Mixture-of-experts (MoE) architectures, designed for better scaling of model sizes and more efficient inference and training, present a challenge to optimize due to their non-differentiable, discrete nature. Traditional MoEs use a router network which directs input data to expert modules, a process that is complex and can lead to inefficiencies and under-specialization of expert modules. Recently, researchers from Princeton University and Meta AI designed the Lory method, which significantly improves MoE architectures for application in autoregressive language model pre-training.
Lory utilizes two major techniques: casual segment routing and a similarity-based data batching method. The first of these techniques, casual segment routing, works by breaking down a series of input tokens into smaller segments, a process that aids in expert merging operations while preserving the autoregressive nature of language models. However, segment-level routing can lead to insufficient specialization of experts, a challenge that Lory overcomes with its second technique: similarity-based data batching. This method groups similar documents together during training to efficiently create sequential segments ideal for expert routing.
Lory’s methods resulted in marked improvements across several factors. In regards to training efficiency and convergence, Lory demonstrated an equivalent loss level with less than half of the training tokens for 0.3B and 1.5B models, suggesting better performance with the same computational input. Lory surpassed dense models in language modeling spheres, leading to decreased perplexity. Furthermore, the model also achieved performance increases in common sense reasoning, reading comprehension, and text classification in downstream tasks.
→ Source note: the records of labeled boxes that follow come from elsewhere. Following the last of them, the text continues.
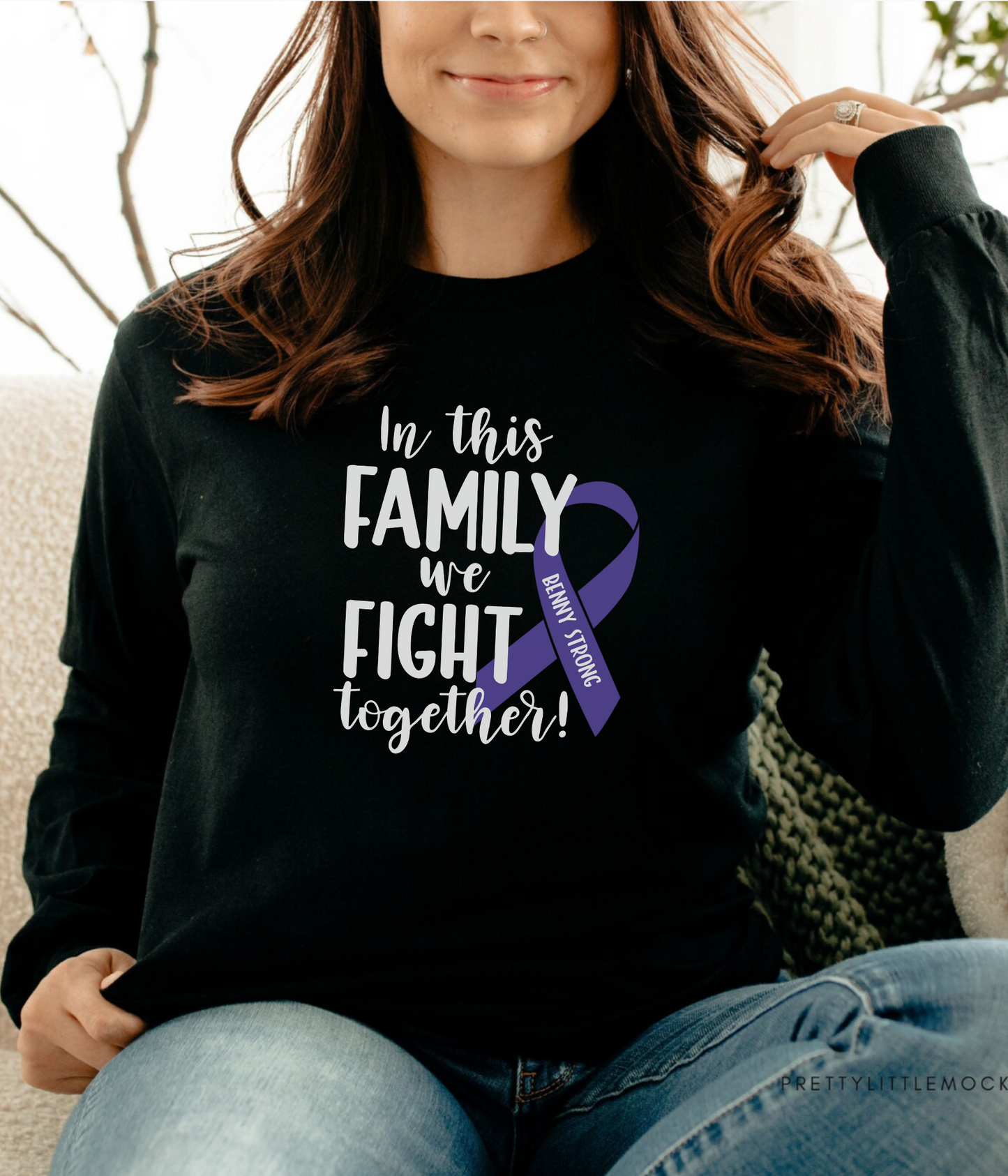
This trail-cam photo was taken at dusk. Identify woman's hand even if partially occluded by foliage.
[17,948,147,1095]
[760,86,945,195]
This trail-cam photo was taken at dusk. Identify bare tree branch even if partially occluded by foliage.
[69,0,129,135]
[119,0,158,289]
[0,186,119,326]
[0,294,80,372]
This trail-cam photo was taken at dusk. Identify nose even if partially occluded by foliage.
[470,0,542,45]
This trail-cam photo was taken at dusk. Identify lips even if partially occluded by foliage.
[447,73,564,101]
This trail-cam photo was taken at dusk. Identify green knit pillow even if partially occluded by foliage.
[739,649,963,976]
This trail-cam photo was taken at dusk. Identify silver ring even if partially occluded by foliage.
[833,99,864,127]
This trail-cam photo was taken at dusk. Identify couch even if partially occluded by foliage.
[0,375,1008,1176]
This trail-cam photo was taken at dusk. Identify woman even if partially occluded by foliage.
[3,0,1008,1176]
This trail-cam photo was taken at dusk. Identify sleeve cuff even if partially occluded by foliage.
[852,122,991,266]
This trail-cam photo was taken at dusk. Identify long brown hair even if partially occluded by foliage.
[140,0,890,435]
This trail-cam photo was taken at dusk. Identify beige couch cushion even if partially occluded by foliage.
[0,375,99,1176]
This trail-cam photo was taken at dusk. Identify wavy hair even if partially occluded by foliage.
[137,0,890,435]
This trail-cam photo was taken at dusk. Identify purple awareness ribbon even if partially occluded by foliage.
[474,482,640,735]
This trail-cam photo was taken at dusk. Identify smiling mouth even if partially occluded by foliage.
[444,69,564,101]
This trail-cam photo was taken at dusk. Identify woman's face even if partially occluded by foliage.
[377,0,620,167]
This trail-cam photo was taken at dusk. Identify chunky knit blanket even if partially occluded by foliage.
[739,650,965,976]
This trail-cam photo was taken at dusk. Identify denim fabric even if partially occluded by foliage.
[51,938,1008,1176]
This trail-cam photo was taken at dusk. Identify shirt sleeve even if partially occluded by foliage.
[760,125,1008,833]
[0,319,189,1028]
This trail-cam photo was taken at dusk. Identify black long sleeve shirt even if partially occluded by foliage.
[0,126,1008,1057]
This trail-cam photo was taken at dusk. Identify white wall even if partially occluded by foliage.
[0,0,1008,372]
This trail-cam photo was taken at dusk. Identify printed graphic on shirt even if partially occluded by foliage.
[336,405,640,754]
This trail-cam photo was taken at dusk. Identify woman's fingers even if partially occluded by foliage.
[765,86,945,135]
[17,1025,100,1095]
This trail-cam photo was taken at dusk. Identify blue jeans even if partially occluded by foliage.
[51,938,1008,1176]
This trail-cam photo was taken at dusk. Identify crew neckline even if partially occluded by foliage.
[400,232,607,310]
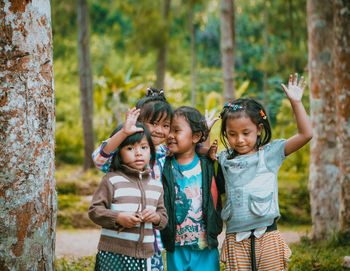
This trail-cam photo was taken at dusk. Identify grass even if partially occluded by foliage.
[56,233,350,271]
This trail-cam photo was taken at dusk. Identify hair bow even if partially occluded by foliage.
[224,103,243,111]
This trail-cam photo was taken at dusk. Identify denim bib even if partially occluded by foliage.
[219,150,279,233]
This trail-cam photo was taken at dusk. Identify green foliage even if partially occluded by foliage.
[55,256,95,271]
[288,233,350,271]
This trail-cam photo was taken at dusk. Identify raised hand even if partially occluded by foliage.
[208,138,218,161]
[205,109,219,131]
[117,212,142,231]
[122,107,143,136]
[142,209,160,224]
[281,73,306,101]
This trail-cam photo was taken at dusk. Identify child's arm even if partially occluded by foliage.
[198,109,219,155]
[103,107,143,153]
[281,73,312,155]
[142,192,168,230]
[88,177,141,230]
[92,108,142,173]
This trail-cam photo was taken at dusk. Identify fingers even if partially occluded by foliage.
[281,84,287,93]
[293,73,298,85]
[288,74,293,88]
[209,138,218,161]
[298,76,304,88]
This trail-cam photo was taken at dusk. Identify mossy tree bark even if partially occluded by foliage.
[0,0,57,271]
[307,0,339,239]
[220,0,236,102]
[333,0,350,234]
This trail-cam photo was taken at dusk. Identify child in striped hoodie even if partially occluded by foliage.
[89,123,168,270]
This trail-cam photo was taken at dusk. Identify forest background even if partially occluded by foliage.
[52,0,311,231]
[0,0,350,270]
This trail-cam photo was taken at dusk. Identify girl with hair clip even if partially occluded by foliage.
[92,88,217,271]
[92,88,173,271]
[215,74,312,271]
[89,123,168,271]
[161,106,222,271]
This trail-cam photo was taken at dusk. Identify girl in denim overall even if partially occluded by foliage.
[214,74,312,271]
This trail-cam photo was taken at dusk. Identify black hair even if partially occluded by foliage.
[136,88,173,122]
[110,122,156,171]
[220,98,272,158]
[174,106,209,143]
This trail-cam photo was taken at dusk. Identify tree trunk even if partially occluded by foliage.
[156,0,171,89]
[333,0,350,233]
[0,0,57,271]
[189,6,197,107]
[307,0,339,239]
[220,0,235,102]
[78,0,94,170]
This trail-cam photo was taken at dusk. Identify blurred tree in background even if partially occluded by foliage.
[52,0,308,209]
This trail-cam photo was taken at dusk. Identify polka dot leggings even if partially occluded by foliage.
[95,251,147,271]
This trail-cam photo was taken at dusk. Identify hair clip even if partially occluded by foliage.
[260,109,267,120]
[224,103,243,111]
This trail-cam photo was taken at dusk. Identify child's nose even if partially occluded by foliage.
[135,148,142,155]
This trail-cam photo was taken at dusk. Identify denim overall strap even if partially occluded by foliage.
[249,219,277,271]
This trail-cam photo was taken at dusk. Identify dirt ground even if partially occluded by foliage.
[56,229,305,257]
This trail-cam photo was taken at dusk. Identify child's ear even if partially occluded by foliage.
[192,131,202,144]
[258,123,264,136]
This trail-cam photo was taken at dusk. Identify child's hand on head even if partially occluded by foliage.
[281,73,306,102]
[122,107,143,136]
[116,212,142,228]
[205,109,219,131]
[142,209,160,224]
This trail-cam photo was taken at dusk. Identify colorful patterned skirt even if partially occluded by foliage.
[220,230,292,271]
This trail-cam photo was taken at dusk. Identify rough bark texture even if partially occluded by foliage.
[78,0,94,170]
[0,0,57,271]
[333,0,350,233]
[307,0,339,239]
[156,0,171,89]
[220,0,235,102]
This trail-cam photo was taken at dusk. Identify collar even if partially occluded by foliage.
[121,165,151,182]
[172,153,199,171]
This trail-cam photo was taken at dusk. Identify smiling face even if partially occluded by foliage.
[144,114,170,147]
[225,116,263,155]
[167,115,200,155]
[120,136,150,170]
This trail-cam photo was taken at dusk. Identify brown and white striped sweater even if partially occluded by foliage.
[89,165,168,258]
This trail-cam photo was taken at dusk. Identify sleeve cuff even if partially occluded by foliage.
[100,140,114,158]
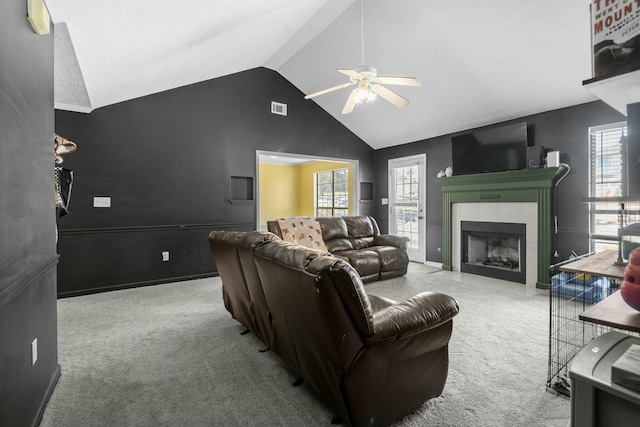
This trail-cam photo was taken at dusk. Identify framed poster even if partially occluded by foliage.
[590,0,640,77]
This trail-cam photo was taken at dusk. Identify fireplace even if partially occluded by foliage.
[460,221,527,283]
[432,167,566,289]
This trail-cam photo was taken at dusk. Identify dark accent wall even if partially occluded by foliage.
[56,68,374,296]
[0,0,60,426]
[375,101,625,262]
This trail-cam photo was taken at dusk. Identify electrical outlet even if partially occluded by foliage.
[93,197,111,208]
[31,338,38,366]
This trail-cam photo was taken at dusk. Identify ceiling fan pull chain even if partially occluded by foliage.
[360,0,364,67]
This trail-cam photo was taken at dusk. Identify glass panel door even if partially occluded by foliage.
[389,154,426,262]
In general, the Lory model demonstrates that improvements to MoE architecture optimization can lead to significant advancements in autoregressive language model pre-training. Given the success of Lory with these two techniques, future work aims at scaling up the model and integrating token and segment-level routing via the development of effective decoding methods for Lory. Such advancements to the field of MoEs offer tremendous potential and will play a crucial role in furthering research and understanding of language model pre-training.